Outside the window my mother was hanging clean laundry on the line or picking sweet peas or green beans in the garden. I couldn’t hear her except when she spoke to Terrence as he crouched in the grass hunting for moles or field mice. The sound of Mr. Mollison driving his John Deere tractor in the field behind the house created a low rumble. The longer he drove, the more fragrant the air became from the clover he was threshing.

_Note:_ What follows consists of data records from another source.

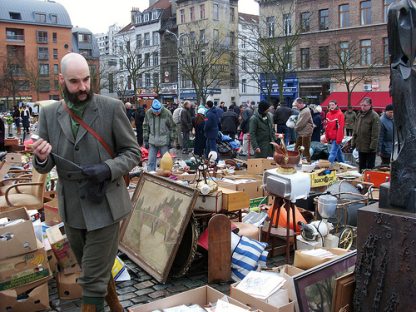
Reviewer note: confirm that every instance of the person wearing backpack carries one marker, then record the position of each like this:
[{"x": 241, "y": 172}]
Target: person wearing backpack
[
  {"x": 334, "y": 132},
  {"x": 177, "y": 113}
]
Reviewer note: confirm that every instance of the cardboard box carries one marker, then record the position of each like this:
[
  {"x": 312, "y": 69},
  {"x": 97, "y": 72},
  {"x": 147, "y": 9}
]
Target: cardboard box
[
  {"x": 52, "y": 216},
  {"x": 258, "y": 165},
  {"x": 24, "y": 269},
  {"x": 36, "y": 299},
  {"x": 67, "y": 285},
  {"x": 234, "y": 200},
  {"x": 318, "y": 178},
  {"x": 202, "y": 296},
  {"x": 19, "y": 238},
  {"x": 60, "y": 245},
  {"x": 259, "y": 304},
  {"x": 209, "y": 203},
  {"x": 305, "y": 261}
]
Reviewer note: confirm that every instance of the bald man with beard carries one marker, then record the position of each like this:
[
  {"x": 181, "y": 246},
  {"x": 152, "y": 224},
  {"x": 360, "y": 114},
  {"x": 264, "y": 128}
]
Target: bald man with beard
[{"x": 93, "y": 197}]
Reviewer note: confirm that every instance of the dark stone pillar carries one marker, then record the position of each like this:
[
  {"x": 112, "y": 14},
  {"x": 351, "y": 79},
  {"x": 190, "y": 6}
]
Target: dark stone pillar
[{"x": 386, "y": 262}]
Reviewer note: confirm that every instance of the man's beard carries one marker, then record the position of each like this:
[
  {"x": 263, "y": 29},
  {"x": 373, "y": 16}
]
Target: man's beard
[{"x": 74, "y": 97}]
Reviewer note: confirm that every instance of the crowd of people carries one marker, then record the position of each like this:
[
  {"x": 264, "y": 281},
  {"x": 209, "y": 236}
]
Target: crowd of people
[{"x": 162, "y": 127}]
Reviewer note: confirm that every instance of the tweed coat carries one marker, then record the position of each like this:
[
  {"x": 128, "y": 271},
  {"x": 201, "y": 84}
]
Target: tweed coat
[{"x": 108, "y": 118}]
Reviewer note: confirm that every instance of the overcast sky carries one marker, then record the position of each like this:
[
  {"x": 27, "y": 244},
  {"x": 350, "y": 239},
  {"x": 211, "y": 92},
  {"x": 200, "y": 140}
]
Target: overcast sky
[{"x": 98, "y": 15}]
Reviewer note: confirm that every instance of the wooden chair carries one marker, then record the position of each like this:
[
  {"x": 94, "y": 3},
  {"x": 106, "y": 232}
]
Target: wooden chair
[{"x": 25, "y": 194}]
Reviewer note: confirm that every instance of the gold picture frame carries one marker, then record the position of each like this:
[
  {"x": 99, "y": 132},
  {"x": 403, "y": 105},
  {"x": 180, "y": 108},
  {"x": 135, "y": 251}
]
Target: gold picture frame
[{"x": 152, "y": 233}]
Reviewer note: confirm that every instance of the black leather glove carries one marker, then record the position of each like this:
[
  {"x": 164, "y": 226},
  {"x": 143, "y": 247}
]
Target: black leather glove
[{"x": 97, "y": 173}]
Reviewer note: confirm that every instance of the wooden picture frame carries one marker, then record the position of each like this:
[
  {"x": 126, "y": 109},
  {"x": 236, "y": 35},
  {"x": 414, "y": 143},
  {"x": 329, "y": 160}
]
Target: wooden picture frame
[
  {"x": 344, "y": 292},
  {"x": 152, "y": 233},
  {"x": 315, "y": 287}
]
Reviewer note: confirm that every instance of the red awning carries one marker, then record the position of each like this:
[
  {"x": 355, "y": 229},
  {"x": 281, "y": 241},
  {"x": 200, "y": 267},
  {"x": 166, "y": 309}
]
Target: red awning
[{"x": 380, "y": 99}]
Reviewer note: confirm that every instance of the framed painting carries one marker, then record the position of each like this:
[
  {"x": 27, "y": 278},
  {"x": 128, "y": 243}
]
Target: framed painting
[
  {"x": 151, "y": 235},
  {"x": 315, "y": 287}
]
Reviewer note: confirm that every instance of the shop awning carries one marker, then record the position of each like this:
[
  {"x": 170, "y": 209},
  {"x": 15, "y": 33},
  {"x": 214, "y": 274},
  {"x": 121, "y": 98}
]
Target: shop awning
[{"x": 380, "y": 99}]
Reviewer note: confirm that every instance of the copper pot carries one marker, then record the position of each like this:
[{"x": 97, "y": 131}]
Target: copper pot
[{"x": 283, "y": 157}]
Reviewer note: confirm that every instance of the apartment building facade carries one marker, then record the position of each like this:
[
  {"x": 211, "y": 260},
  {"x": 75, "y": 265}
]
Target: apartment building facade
[
  {"x": 36, "y": 35},
  {"x": 329, "y": 32}
]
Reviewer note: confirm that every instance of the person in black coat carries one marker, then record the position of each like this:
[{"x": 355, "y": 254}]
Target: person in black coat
[
  {"x": 139, "y": 119},
  {"x": 229, "y": 123}
]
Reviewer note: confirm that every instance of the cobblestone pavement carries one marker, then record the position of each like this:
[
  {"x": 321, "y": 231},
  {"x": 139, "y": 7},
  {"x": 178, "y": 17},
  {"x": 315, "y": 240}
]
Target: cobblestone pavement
[{"x": 142, "y": 288}]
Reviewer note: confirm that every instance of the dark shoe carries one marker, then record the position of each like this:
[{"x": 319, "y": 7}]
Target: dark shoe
[{"x": 112, "y": 298}]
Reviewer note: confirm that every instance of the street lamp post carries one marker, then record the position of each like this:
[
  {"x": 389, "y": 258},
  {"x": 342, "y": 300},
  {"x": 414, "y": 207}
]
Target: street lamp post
[{"x": 179, "y": 64}]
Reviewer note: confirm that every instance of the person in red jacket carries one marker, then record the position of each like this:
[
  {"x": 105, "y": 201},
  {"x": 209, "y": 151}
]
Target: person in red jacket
[{"x": 334, "y": 132}]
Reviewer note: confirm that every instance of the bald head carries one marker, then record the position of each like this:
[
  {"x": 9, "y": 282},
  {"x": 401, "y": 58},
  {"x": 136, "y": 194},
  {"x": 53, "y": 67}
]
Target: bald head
[{"x": 75, "y": 78}]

The book I took from my bureau was often a mystery, maybe Nancy Drew or the Happy Hollisters. Sometimes I read a biography of some famous woman we had studied in school that year. Clara Barton was a great favorite, although I knew already, I would never become a nurse – too squeamish and likely to exhibit every symptom of every disease. As the afternoon wore on, the sticky air became more even more dense, making it hard for me to breathe. Sometimes I spent the entire afternoon on my bed, finishing one book and starting another.
Soon enough my mother called from the kitchen, “Kathy, it’s your turn to set the table.” I reluctantly placed my bookmarker inside the book and returned it to the bureau. My other life beckoned, and I was again the youngest daughter, bound to her chores. Torn away from the real life I wanted one day to live.